There was another problem. Where other countries were reporting that 6% to 10% of the adverse events were serious, the PHAC estimate of serious events was high, 38% of all events. The solution seems to have been to increase the number of adverse events by adding on a large additional 300% of non-serious events. Adding on almost all non-serious events would have been too obvious, although this seems to have been done from weeks 11 to 25. In later weeks more of the serious events were added, increasing the serious events by another 67%, only two thirds of the initial numbers.
This graph shows the progression of adverse events per 10,000 shots over the 68 weekly records of PHAC:

The smoothness of the graphs occurs because the numbers are progressive averages like the ones calculated by PHAC. Each point is a cumulative calculation of the weeks before, averages based on greater and greater numbers, averages with less and less variability as the weeks progress.

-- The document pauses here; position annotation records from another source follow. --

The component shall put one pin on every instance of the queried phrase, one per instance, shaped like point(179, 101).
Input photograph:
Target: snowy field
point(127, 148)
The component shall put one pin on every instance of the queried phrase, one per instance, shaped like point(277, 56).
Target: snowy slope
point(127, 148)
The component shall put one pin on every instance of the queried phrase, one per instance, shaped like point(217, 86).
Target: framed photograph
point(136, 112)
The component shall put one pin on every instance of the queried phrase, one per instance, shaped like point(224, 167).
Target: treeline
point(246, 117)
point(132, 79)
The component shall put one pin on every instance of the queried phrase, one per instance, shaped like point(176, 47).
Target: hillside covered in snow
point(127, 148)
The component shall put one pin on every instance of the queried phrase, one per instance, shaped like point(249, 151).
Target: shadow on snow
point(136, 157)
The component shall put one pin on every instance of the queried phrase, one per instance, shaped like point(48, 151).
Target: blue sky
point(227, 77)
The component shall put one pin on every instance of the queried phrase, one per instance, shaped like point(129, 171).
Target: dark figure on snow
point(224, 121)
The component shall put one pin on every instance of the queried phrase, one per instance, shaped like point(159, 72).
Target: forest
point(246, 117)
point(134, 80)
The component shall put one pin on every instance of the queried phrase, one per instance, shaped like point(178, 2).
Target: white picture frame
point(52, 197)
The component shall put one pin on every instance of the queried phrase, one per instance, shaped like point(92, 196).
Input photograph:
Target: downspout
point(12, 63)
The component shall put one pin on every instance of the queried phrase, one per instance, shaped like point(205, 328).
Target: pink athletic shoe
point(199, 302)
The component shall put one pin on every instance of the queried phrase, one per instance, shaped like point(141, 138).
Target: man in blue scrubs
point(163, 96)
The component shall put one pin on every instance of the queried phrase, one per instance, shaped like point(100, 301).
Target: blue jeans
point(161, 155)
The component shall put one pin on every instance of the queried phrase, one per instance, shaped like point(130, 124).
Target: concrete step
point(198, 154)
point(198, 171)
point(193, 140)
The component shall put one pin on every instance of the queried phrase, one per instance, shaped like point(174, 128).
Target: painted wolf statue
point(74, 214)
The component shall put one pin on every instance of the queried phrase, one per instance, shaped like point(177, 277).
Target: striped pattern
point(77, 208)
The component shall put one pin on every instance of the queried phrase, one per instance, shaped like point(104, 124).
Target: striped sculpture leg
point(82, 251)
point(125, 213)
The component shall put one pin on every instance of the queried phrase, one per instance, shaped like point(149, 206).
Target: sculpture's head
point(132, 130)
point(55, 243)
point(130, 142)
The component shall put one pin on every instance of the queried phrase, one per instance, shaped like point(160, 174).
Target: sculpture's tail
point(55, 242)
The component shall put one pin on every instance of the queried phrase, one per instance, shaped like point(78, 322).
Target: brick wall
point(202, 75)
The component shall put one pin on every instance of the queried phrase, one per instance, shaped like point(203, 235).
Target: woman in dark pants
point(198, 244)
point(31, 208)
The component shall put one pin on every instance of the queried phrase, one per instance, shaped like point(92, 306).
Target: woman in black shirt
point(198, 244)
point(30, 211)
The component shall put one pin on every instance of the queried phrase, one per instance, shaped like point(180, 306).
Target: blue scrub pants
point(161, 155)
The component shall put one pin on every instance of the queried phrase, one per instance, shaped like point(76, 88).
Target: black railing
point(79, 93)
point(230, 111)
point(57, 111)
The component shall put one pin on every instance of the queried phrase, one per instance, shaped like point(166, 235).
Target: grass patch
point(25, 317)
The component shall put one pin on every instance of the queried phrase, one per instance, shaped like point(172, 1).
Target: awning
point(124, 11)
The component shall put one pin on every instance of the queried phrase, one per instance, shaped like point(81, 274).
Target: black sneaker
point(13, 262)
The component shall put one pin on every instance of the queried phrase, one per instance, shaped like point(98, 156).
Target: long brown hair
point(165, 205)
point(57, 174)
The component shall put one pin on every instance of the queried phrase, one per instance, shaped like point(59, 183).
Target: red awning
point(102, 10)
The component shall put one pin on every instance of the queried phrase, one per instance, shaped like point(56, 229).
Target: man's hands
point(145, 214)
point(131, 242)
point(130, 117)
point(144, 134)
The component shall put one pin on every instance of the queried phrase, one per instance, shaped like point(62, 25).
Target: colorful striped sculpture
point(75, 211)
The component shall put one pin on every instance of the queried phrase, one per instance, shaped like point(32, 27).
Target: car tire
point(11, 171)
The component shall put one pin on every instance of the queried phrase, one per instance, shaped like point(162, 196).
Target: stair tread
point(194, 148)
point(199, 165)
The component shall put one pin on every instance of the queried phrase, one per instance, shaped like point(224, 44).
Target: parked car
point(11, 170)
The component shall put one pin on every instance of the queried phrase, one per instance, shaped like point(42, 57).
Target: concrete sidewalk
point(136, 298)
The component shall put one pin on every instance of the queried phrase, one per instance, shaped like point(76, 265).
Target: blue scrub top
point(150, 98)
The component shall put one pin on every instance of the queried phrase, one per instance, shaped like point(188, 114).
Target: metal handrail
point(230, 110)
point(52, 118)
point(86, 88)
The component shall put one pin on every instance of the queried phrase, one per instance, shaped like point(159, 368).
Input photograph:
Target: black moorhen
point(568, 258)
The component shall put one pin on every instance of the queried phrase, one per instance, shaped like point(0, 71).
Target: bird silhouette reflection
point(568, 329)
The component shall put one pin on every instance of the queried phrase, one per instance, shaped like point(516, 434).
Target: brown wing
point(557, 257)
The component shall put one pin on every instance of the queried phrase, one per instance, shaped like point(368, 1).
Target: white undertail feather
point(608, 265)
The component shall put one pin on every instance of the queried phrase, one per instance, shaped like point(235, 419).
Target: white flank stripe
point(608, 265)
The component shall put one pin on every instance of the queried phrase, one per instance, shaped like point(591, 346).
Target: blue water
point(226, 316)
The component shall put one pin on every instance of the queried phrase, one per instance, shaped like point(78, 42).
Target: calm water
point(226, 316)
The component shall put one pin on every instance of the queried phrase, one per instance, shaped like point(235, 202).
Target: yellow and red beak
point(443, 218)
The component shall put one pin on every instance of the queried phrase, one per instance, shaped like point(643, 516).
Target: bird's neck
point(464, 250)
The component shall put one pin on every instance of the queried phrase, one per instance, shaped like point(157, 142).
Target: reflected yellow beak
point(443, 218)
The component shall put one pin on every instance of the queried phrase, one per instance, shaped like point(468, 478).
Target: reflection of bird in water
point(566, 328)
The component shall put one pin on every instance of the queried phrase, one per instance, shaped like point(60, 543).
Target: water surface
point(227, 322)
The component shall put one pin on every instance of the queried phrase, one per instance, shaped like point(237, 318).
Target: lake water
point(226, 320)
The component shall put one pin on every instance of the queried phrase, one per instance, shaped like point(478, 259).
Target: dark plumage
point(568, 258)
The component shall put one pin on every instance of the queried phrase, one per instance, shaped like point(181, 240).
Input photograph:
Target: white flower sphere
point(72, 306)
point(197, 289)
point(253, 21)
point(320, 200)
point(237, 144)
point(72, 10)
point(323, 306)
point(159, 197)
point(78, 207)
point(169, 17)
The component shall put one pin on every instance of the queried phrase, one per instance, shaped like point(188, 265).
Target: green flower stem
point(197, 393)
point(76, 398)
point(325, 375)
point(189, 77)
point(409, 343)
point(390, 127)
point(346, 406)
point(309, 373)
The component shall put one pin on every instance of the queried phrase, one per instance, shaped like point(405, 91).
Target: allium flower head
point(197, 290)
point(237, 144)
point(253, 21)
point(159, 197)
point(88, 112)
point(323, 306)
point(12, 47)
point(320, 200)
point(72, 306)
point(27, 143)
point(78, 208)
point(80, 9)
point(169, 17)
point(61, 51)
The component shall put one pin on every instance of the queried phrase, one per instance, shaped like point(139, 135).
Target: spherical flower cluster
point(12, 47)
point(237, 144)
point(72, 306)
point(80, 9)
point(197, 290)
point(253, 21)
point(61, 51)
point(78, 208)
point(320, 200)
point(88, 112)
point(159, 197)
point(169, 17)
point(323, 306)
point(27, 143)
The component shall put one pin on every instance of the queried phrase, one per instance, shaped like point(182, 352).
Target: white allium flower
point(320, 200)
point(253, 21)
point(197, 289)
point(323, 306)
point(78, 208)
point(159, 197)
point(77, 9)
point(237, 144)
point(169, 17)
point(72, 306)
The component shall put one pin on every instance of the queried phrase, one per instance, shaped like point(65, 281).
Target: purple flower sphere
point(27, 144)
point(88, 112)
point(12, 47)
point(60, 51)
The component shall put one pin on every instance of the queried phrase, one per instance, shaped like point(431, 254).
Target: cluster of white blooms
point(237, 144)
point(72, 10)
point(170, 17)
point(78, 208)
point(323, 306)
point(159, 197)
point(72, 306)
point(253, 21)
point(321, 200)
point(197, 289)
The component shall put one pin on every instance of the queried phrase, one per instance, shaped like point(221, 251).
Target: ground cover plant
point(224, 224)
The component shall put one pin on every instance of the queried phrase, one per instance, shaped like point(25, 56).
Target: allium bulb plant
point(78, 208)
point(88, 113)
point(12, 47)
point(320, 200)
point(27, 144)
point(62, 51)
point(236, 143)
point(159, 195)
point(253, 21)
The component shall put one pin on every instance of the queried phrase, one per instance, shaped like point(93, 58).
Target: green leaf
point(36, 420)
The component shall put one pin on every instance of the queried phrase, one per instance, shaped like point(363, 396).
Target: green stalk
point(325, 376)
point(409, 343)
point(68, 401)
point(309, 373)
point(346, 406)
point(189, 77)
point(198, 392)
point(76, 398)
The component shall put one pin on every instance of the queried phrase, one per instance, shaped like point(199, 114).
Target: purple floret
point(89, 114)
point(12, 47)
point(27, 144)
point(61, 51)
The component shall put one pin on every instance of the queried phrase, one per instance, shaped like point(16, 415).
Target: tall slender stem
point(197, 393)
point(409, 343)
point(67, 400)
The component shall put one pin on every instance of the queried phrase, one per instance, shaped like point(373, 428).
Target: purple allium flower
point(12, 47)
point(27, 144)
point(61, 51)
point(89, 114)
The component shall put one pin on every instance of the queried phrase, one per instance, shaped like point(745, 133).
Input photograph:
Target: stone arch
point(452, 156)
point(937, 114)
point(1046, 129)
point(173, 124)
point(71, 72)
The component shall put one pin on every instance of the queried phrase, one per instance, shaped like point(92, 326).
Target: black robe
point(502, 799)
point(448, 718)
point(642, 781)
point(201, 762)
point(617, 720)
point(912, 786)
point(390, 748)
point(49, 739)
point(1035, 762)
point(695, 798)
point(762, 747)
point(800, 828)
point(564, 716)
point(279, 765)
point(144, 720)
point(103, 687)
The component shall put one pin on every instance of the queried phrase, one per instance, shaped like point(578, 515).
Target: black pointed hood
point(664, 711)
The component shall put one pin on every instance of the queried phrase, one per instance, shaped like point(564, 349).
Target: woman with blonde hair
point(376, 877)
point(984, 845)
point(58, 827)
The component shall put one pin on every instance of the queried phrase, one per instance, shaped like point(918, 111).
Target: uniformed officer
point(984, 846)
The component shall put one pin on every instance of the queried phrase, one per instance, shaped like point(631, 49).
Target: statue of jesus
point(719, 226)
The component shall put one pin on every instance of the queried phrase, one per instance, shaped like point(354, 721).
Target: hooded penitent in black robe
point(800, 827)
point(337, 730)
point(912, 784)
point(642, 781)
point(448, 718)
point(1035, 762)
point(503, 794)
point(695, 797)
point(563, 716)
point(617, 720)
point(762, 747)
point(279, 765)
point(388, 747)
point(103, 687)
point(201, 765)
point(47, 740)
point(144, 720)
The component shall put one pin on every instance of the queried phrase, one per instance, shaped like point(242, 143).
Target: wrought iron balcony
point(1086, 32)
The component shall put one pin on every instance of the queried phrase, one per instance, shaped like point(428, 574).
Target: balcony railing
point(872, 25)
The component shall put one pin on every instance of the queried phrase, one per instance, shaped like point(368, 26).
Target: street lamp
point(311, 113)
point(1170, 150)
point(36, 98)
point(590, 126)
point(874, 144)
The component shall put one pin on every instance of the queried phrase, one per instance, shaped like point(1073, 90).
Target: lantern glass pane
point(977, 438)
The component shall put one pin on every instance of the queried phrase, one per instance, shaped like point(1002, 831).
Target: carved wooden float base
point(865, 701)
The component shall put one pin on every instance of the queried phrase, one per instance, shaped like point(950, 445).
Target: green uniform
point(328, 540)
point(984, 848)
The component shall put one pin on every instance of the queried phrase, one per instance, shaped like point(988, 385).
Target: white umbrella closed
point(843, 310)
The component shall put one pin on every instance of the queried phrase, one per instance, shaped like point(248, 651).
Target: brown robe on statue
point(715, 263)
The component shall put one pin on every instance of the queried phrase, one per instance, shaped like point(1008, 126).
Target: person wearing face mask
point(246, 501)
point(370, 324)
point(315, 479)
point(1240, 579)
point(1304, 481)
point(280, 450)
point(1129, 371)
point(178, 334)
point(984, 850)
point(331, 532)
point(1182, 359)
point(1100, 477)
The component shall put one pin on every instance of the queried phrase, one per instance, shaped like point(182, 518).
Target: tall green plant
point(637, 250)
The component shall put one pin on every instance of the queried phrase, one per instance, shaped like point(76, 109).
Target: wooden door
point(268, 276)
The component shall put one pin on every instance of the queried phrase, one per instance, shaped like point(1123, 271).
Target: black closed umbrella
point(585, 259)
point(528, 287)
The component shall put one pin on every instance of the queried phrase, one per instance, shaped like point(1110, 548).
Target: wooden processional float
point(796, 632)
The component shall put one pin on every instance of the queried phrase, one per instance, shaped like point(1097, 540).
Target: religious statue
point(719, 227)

If the averages were descriptive of the averages reported by PHAC, the points should randomly fluctuate above and below the red dashed lines with the points getting closer to the red lines with each new report.
Instead each graph has a rapid initial rise, then a rapid fall, changing to a gradual decrease. This is followed by a long slow rise, eventually reaching the seemingly predestined average adverse events per 10,000 shots.
It is difficult to see how this graph would be produced by a vaccine with a constant or even gradually increasing danger. I think it is more likely that during the first 9 weeks it became apparent that the vaccines were much more dangerous than expected, over weeks 10 through 29 the numbers of adverse events were suppressed and in weeks 30 to 68 extra adverse events were added to bring the adverse events up to predetermined levels. The extra adverse events were weighted heavily towards the non-serious events lowering the ratio of serious events from 38% to 19% to make the vaccines look more benign.
Now it seems evident why PHAC did not alert us to the rapidly increasing numbers of non-serious and serious events that occurred with the first, second and third shots. They were just fiddling the numbers and knew that interpreting their flawed data was meaningless. They fiddled while Canadians continued to take these dangerous shots and continued to be injured, disabled and killed.
PHAC: Looks like they were just making the whole thing up.
Something stinks at the Public Health Agency of Canada.